Quebra-cabeças artificial?
Essa linha do tempo detalhadíssima tem dois pressupostos ocultos. O primeiro é que todos os textos bíblicos sobre o fim do mundo funcionam como peças, que têm de ser juntadas pelos cristãos para montar o retrato completo do Apocalipse. O segundo é que os autores bíblicos escreveram suas profecias de olho no futuro distante, prevendo eventos como o ressurgimento de Israel em 1948 ou a invenção dos cartões de crédito.

Ambos os pressupostos provavelmente estão errados. "É importante a gente reconhecer que há vários tipos diferentes de expectativa apocalíptica entre os autores do Novo Testamento", diz Nogueira, que é autor do livro "O que é Apocalipse" (Editora Brasiliense). "O único a realmente falar numa espécie de arrebatamento é Paulo, na Primeira Carta aos Tessalonicenses", afirma.

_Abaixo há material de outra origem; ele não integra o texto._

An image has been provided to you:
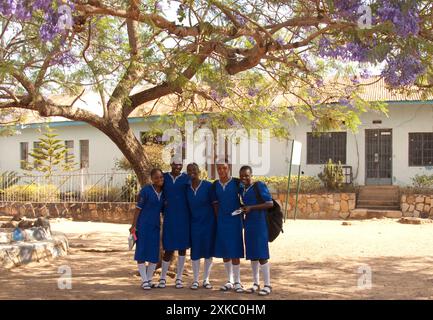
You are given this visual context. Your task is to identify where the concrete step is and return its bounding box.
[358,194,400,202]
[349,209,403,219]
[357,199,400,207]
[356,205,400,211]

Nas cartas realmente escritas pelo apóstolo Paulo (várias das que estão no Novo Testamento parecem não ser de autoria dele), o líder cristão não fala da Tribulação ou da batalha em Megiddo, mas parece ver o retorno de Cristo de forma simultânea com a ressurreição dos mortos e o arrebatamento dos fiéis ainda vivos.

"Já no Apocalipse, parece claro que os fiéis cristãos não são levados para o céu, mas passam por toda a Tribulação aqui mesmo na Terra", explica o especialista brasileiro. "E existem algumas tradições no Novo Testamento, como o Evangelho de João, que parecem não se preocupar com esses cenários apocalípticos. João fala diretamente em vida eterna para o fiel, sem uma perspectiva clara do retorno de Jesus."

Outro ponto importante é que as profecias cristãs, em especial as do livro do Apocalipse, têm relação direta com a realidade de perseguição que os fiéis do século I estavam enfrentando. É quase certo, por exemplo, que o misterioso número 666, associado ao Anticristo, seja apenas uma representação do imperador romano Nero, supostamente responsável por executar Pedro e Paulo entre os anos 64 e 67 de nossa era. Nos alfabetos hebraico, aramaico e grego, cada letra tinha um valor numérico, e a soma das letras do nome "Nero César" poderia chegar a esse valor, dependendo de como a conta é feita.

Também são feitas referências às sete colinas da cidade de Roma, entre outros elementos do império inimigo dos primeiros cristãos. Para Nogueira, todo o cenário de guerra que circunda o livro do Apocalipse indica que ele provavelmente foi escrito por cristãos de origem judaica, cuja comunidade ficou traumatizada com a destruição de Jerusalém pelos romanos no ano 70. "Quem não vê esse contexto imediato da narrativa desconsidera o primeiro leitor desses livros", resume ele.
Visão literal
Isso não quer dizer, porém, que os primeiros cristãos entendessem suas próprias esperanças apocalípticas de forma alegórica ou simbólica. "Em parte, a linguagem do Apocalipse é a do êxtase profético, mas eu não duvido muito que eles fizessem uma leitura literal dele. Até porque o livro coloca tudo em termos radicais -- ele não admite uma postura neutra", diz Nogueira.

Como, então, os cristãos modernos deveriam encarar as profecias apocalípticas sem cometer erros de interpretação nem anacronismos? "Essa é a grande questão", reconhece Nogueira. "Acho que podemos vê-las como a resposta de irmãos de fé diante da perseguição. E também como uma mensagem de esperança, que pode ter uma força muito grande." Seja como for, não custa nada levar em consideração a advertência do próprio Jesus, no Evangelho de Marcos, a respeito de quem deseja prever com exatidão o fim do mundo: "Mas daquele dia e hora ninguém sabe, nem os anjos que estão no céu, nem o Filho, senão o Pai".